Prompted by debate elsewhere over CVs, interviews and jobhunting in today’s job market.

Over the years I’ve had more job interviews than I can remember from punting around my CV. The number of jobs I’ve actually had from all these interviews is precisely two. I found that a lot of companies wanted the moon on a stick, but didn’t want to pay for it. More often than not they expected a candidate to come to the role ready trained, ready qualified, ready experienced, but no-one was particularly keen to actually provide any of that to applicants. Over the years I’ve had a lot of unusual jobs, mostly got via networking and getting to know people. Do favours when you easily can, because there are a lot of people who appreciate it and will return the favour at a later date which can be very useful. There is no substitute in the jobs market for working hard to better yourself and move up taking opportunities whenever they come. Some people claim not to be lucky. That’s rubbish. Luck is about recognising opportunities when they come and making the most of them. ‘Lucky’ people are merely those who look at what’s going on around them and make the most of it.

My Father was a transport manager, though he had moved on to become a consultant by the time I came out of University. He gave me a piece of advice: “Get an HGV licence, because you will always find work driving trucks when the job market is a little thin”. He was right, and I’ve odd-jobbed trucking through agencies all through my working life when between other jobs. Even now I escape from the keyboard to go rig-jockeying once every couple of weeks, because it makes a change and everyone needs a hobby. Having an unusual skill that you can fall back on is very useful, and it looks interesting on your CV too even if it isn’t relevant to the job you are applying for – it shows a prospective employer that you actually do something interesting outside of the daily grind. I also added sailing and power-boating qualifications and a CPC National certificate in my spare time too, just because they seemed like fun and they made me a more interesting person to employ. It also meant that when I did time freelance at the BBC, I had the advantage that I could drive any of the OB vehicles which was something that none of the other people applying for the job had.

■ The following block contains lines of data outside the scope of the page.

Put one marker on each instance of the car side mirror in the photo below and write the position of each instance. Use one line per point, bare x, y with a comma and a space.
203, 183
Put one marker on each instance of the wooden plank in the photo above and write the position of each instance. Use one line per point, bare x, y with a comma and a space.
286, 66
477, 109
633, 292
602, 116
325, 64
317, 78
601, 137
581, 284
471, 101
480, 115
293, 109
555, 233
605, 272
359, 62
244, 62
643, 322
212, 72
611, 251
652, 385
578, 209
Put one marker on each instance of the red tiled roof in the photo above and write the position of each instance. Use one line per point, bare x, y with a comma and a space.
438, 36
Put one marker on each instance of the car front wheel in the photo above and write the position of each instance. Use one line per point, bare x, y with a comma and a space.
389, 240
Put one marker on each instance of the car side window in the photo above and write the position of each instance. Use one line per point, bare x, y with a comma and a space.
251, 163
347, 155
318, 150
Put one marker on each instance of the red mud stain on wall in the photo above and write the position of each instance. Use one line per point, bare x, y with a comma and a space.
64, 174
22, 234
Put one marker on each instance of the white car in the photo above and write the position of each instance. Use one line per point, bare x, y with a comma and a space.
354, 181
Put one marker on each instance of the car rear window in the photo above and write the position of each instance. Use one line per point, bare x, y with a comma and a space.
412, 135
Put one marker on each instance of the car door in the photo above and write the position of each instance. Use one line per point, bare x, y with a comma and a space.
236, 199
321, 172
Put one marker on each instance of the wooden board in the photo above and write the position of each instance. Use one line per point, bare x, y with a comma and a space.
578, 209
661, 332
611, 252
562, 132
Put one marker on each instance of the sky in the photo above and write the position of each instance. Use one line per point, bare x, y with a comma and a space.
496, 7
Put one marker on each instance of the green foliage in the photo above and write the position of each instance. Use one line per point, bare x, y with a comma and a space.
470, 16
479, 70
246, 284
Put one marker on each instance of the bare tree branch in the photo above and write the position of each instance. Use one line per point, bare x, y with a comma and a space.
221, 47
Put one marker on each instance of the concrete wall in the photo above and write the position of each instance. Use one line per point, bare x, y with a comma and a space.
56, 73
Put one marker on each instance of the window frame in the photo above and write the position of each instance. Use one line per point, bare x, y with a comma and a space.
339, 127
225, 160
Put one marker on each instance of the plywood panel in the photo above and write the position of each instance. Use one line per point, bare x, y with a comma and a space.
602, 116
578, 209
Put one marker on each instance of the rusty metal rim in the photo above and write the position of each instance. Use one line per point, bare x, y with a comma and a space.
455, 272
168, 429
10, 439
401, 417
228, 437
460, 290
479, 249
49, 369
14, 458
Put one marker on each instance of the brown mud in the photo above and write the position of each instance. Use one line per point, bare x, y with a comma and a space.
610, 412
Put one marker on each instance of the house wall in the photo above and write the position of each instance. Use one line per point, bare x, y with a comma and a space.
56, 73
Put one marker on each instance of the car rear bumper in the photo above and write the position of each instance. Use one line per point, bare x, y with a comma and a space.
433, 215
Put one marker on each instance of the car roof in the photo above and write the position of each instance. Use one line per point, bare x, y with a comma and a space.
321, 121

I did unpaid work experience whilst I was a student. It involved a summer of commuting into Manchester at my own expense to work at an ad agency penning adverts to sell tat to the country. I never got a job out of it, because it turned out that the company was happy to get a steady stream of work experience people through to work for free, such was the demand for jobs working in what was actually a fun industry to work in. That taught me a lot about how a lot of companies work in the UK.

I kept networking, and that’s meant that over time I could bin all of that and work for myself as a writer. It doesn’t make mega money, but it’s enough to live on and I’m happy doing it. That’s taught me the biggest lessons of my work career: A job that you are happy doing is worth a lot more than one you hate, even if the one you hate earns more money. It also taught me that success doesn’t come knocking on your door hand delivered on a silver platter by a flunky. If you want to be successful at something, you can be but you have to work hard and make it happen.